Dornbirner Wikipedia-Autor Planinger über Aktion gegen Urheberrechtsreform

Protest: Online-Enzyklopädie ist bald einen Tag lang nicht verfügbar.
wien „Das wäre eine Gefahr für das freie Internet“, glaubt Thomas Planinger. Die Rede ist von der geplanten EU-Urheberrechtsreform. Der 29-jährige Dornbirner Planinger schreibt seit 2004 ehrenamtlich Artikel für die Online-Enzyklopädie Wikipedia. Während die Befürworter der Reform, darunter etwa Kommissionspräsident Jean-Claude Juncker, damit argumentieren, dass Journalisten, Verleger und andere Urheber geistigen Eigentums auch im Internetzeitalter eine faire Vergütung bekommen sollen, sind Gegner wie der Wahlwiener Planinger alarmiert. Die Pläne gingen zu weit, meint er. Deshalb haben die Wikipedia-Autoren am 21. März eine Protestaktion geplant. Von 0 bis 24 Uhr werden die deutschsprachigen Wikipedia-Seiten nicht erreichbar sein. Wer sie aufsucht, wird lediglich einen Protestbanner sehen.
Abstimmung Ende März
Die Abstimmung im Europäischen Parlament zur „Richtlinie über das Urheberrecht im digitalen Binnenmarkt“ wird Ende März erwartet. Insbesondere Artikel 11 und Artikel 13 sind Kritikern ein Dorn im Auge. Ersterer sieht ein Leistungsschutzrecht für Verlage vor. Das bedeutet: Suchmaschinen wie Google dürfen nicht mehr ohne Weiteres Ausschnitte aus Berichten in ihren Suchergebnissen oder bei Google News anzeigen. Sie müssen um Erlaubnis bitten und auch für die Inhalte bezahlen. Artikel 13 betrifft vor allem Plattformen wie YouTube oder Instagram, für kleinere Unternehmen soll es Ausnahmen geben. Geschützte Werke müssen demnach lizensiert werden, bevor sie auf die Plattform gelangen. Andernfalls dürfen sie nicht hochgeladen werden. Die Gegner befürchten Zensur. Sie glauben, dass an sogenannten Uploadfiltern gar kein Weg vorbeiführt.

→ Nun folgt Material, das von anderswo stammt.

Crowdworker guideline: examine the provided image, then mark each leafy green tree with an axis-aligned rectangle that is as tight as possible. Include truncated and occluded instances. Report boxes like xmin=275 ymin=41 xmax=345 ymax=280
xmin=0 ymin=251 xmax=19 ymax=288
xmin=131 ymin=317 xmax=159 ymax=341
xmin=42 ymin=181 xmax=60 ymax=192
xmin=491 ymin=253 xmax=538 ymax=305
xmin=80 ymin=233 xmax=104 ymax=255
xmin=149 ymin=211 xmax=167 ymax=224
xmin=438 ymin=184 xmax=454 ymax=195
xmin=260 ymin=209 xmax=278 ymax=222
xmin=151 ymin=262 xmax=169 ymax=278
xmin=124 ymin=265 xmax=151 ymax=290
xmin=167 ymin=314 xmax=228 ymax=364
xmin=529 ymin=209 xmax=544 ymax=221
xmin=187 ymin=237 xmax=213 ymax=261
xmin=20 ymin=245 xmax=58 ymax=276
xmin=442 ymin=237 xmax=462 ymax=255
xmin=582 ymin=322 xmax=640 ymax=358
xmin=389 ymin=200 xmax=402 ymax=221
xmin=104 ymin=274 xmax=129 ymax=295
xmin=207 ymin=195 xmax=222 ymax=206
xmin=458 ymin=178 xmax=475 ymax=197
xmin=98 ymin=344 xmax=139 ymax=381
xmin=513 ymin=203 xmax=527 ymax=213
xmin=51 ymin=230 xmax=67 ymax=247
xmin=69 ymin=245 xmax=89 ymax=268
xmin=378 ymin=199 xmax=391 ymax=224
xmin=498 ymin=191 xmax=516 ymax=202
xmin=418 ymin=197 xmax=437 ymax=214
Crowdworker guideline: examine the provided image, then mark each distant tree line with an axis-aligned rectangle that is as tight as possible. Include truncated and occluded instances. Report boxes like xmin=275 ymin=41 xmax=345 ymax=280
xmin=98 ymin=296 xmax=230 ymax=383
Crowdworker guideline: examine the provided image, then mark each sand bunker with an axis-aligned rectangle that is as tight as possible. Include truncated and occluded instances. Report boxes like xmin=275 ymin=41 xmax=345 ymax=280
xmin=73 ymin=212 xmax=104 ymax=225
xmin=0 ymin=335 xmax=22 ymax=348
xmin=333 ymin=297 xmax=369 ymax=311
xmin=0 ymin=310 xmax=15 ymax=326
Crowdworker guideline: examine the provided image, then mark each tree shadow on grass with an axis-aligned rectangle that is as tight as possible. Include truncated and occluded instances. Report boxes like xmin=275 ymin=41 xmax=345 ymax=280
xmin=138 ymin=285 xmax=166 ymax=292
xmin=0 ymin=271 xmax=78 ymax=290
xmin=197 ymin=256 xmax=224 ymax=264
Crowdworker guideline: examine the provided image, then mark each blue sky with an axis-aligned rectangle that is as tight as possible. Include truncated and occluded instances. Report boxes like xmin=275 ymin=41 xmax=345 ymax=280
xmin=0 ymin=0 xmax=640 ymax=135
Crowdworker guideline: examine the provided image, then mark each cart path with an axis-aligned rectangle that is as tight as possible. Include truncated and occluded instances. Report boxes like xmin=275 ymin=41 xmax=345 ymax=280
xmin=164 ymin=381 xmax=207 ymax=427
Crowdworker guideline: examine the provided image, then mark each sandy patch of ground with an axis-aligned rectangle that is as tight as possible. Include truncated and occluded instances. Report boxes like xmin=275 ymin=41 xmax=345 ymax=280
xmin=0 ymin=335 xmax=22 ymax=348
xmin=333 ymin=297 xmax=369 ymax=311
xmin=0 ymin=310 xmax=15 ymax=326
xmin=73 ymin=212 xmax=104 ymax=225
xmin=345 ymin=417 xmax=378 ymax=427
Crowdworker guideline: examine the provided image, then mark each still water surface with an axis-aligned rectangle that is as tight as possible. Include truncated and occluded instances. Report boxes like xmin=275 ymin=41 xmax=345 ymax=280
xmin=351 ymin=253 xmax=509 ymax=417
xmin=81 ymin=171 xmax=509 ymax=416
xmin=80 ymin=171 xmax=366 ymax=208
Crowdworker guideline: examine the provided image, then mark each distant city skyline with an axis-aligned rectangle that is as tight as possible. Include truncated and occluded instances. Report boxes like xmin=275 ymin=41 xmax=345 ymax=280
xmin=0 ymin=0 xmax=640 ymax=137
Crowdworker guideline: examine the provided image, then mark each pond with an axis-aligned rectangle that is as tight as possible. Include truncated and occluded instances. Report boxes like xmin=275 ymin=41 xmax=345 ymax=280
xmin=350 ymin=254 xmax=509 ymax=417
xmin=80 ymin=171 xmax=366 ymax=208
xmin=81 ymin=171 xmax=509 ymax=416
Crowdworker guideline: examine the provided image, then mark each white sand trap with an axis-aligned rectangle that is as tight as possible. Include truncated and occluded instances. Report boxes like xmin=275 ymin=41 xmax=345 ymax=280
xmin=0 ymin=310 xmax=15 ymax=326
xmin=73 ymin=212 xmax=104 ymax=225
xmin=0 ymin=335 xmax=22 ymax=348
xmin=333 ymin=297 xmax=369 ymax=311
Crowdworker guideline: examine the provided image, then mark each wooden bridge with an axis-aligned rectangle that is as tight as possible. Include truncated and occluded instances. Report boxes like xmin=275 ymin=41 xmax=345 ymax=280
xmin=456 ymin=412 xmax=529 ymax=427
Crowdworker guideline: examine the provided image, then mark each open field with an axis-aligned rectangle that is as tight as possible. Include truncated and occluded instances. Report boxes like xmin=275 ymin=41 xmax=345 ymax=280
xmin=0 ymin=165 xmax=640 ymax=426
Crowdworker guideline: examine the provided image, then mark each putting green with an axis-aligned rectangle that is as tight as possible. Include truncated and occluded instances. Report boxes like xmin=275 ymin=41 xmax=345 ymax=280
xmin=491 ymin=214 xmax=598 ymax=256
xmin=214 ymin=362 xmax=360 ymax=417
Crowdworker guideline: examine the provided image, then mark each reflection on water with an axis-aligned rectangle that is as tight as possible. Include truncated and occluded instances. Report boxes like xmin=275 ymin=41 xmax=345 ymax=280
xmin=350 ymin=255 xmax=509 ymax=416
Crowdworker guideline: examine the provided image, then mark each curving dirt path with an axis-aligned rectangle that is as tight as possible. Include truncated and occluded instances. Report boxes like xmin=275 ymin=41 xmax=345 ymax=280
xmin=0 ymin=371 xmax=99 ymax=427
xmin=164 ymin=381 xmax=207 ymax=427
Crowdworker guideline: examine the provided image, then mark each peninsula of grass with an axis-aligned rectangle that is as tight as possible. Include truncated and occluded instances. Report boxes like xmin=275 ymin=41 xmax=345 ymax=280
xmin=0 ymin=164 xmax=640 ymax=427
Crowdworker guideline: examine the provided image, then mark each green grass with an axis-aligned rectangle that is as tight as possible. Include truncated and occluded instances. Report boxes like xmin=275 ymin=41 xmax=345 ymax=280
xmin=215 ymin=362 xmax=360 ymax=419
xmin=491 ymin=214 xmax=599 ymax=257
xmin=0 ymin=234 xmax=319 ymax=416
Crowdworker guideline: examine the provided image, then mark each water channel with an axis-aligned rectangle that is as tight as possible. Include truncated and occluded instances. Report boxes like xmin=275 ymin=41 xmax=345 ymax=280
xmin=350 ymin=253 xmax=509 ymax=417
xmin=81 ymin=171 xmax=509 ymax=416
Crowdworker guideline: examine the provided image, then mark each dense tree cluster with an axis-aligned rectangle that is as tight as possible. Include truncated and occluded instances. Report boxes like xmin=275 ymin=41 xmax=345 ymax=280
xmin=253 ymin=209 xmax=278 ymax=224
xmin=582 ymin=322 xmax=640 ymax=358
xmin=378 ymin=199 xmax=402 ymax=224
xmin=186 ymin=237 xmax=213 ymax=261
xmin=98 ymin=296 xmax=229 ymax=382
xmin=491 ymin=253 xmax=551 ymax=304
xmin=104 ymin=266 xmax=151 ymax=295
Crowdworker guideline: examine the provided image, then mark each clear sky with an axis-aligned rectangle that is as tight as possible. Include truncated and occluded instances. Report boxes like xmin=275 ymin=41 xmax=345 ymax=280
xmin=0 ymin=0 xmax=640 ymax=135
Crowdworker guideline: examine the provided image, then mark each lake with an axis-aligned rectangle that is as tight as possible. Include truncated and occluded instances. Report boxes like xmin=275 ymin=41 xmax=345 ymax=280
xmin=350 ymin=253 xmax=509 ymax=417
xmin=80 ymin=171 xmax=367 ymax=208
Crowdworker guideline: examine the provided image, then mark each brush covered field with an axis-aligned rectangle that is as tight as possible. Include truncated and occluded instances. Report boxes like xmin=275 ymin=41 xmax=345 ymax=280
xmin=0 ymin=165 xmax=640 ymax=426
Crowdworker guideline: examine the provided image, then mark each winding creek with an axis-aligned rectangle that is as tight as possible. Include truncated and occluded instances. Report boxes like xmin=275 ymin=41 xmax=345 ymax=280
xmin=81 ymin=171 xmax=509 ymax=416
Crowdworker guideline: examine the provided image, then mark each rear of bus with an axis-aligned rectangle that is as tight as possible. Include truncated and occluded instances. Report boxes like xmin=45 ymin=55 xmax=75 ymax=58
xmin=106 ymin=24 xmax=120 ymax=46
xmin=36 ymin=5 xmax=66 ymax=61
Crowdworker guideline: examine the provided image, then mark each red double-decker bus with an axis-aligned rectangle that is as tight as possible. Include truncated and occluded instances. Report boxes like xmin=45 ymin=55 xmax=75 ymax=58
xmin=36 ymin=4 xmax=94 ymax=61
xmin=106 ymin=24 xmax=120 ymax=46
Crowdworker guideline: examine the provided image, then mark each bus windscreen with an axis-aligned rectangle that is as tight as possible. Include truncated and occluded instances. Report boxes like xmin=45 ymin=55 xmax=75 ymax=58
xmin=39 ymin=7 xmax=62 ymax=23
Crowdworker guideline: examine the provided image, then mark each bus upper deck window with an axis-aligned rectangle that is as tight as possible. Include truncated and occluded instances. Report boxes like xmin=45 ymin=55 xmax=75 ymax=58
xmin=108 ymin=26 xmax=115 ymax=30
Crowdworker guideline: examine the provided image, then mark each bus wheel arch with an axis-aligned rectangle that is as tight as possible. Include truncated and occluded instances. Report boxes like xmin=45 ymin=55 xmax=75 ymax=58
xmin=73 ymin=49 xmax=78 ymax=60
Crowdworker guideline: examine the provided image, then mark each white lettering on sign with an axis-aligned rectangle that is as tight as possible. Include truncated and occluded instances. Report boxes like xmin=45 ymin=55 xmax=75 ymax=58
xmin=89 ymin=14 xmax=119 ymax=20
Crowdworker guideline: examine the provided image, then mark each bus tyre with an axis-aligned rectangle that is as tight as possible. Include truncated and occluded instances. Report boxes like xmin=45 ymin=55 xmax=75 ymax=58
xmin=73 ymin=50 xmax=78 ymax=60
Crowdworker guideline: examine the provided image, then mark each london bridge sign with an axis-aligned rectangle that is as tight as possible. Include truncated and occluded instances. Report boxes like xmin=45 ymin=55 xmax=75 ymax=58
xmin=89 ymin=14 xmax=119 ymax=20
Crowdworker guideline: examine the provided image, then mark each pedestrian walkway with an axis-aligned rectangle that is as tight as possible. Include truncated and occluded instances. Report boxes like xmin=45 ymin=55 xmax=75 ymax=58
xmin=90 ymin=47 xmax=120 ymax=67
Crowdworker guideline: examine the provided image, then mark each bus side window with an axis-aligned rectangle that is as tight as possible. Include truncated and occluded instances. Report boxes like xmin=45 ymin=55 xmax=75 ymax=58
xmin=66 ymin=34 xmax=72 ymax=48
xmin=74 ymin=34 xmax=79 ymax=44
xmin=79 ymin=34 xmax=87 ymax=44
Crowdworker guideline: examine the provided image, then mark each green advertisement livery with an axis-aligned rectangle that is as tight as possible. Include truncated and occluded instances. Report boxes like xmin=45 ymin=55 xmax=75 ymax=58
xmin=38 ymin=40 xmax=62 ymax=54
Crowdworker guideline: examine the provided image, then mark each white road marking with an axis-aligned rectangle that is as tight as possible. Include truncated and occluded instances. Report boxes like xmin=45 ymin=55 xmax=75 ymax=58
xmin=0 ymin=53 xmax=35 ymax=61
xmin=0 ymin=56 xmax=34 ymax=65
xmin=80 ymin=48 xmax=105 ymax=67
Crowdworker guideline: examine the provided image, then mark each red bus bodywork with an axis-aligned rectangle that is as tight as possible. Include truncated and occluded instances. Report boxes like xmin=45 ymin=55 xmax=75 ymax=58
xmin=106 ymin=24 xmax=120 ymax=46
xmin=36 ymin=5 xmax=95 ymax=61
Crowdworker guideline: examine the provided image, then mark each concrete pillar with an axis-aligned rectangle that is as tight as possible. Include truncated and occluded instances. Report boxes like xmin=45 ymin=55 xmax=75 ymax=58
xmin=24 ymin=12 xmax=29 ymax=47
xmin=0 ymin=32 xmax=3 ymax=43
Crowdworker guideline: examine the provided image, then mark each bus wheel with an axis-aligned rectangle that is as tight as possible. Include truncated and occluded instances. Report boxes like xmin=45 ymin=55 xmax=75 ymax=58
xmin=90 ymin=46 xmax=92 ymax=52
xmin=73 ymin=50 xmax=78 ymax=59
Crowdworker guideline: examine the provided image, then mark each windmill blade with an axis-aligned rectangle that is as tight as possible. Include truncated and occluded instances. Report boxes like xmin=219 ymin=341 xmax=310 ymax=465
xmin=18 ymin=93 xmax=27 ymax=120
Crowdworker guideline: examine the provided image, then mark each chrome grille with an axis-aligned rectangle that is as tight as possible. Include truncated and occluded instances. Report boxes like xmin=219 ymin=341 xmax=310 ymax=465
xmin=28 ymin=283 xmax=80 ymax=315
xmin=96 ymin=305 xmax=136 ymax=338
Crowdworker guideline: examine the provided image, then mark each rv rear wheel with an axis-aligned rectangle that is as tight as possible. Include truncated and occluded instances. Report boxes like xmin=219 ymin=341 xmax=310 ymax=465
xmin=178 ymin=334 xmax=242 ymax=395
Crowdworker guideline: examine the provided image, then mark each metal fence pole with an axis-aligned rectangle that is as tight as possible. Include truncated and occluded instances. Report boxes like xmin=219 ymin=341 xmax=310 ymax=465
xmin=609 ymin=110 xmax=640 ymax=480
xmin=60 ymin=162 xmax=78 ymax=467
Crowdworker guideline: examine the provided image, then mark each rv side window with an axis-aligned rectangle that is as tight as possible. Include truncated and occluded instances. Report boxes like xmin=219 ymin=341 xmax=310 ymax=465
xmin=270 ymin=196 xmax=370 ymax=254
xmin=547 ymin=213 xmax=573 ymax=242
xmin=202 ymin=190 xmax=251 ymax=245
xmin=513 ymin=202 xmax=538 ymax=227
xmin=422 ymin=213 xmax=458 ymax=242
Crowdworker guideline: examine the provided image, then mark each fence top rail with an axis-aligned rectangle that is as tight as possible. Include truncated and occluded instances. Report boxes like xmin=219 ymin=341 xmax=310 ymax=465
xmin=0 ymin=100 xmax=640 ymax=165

Wikipedia ist keine Insel der Seligen. Wir sind nicht im luftleeren Raum
Thomas Planinger, Wikipedia-Autor
Nicht-kommerzielle Seiten wie Wikipedia wären nicht direkt betroffen. Wikipedia-Autor Planinger, der als wissenschaftlicher Mitarbeiter an der Wirtschaftsuniversität Wien arbeitet, bekräftigt aber: „Wikipedia ist keine Insel der Seligen. Wir sind nicht im luftleeren Raum.“ Es gehe bei der Protestaktion auch darum, eine Verpflichtung gegenüber der Netzgemeinde zu wahren. Außerdem befürchtet das Vorstandsmitglied des gemeinnützigen Vereins Wikimedia Österreich indirekte Auswirkungen. „Als Autoren sind wir bei unserer Recherche auf frei zugängliche neutrale Quellen angewiesen.“ Das Internet sei kein rechtsfreier Raum, „doch ich glaube, dass die gesetzlichen Regelungen, die wir auf nationaler Ebene haben, ausreichend sind.“
Offener Brief
Die ÖVP begrüßt die Urheberrechtsreform. „Der Schutz geistigen Eigentums und die entsprechende Vergütung Leistungen Dritter ist eine Frage der Gerechtigkeit“, meinte EU- und Medienminister Gernot Blümel (ÖVP). 230 Organisationen und Verbände aus der europäischen Verlags- und Kreativbranche, auch aus Österreich, zählen ebenso zu den Befürwortern. In einem offenen Brief fordern sie das EU-Parlament auf, der Richtlinie grünes Licht zu geben. Kritisch sind SPÖ und Neos. Europaweit sollen am 23. März Demonstrationen gegen die Reform stattfinden.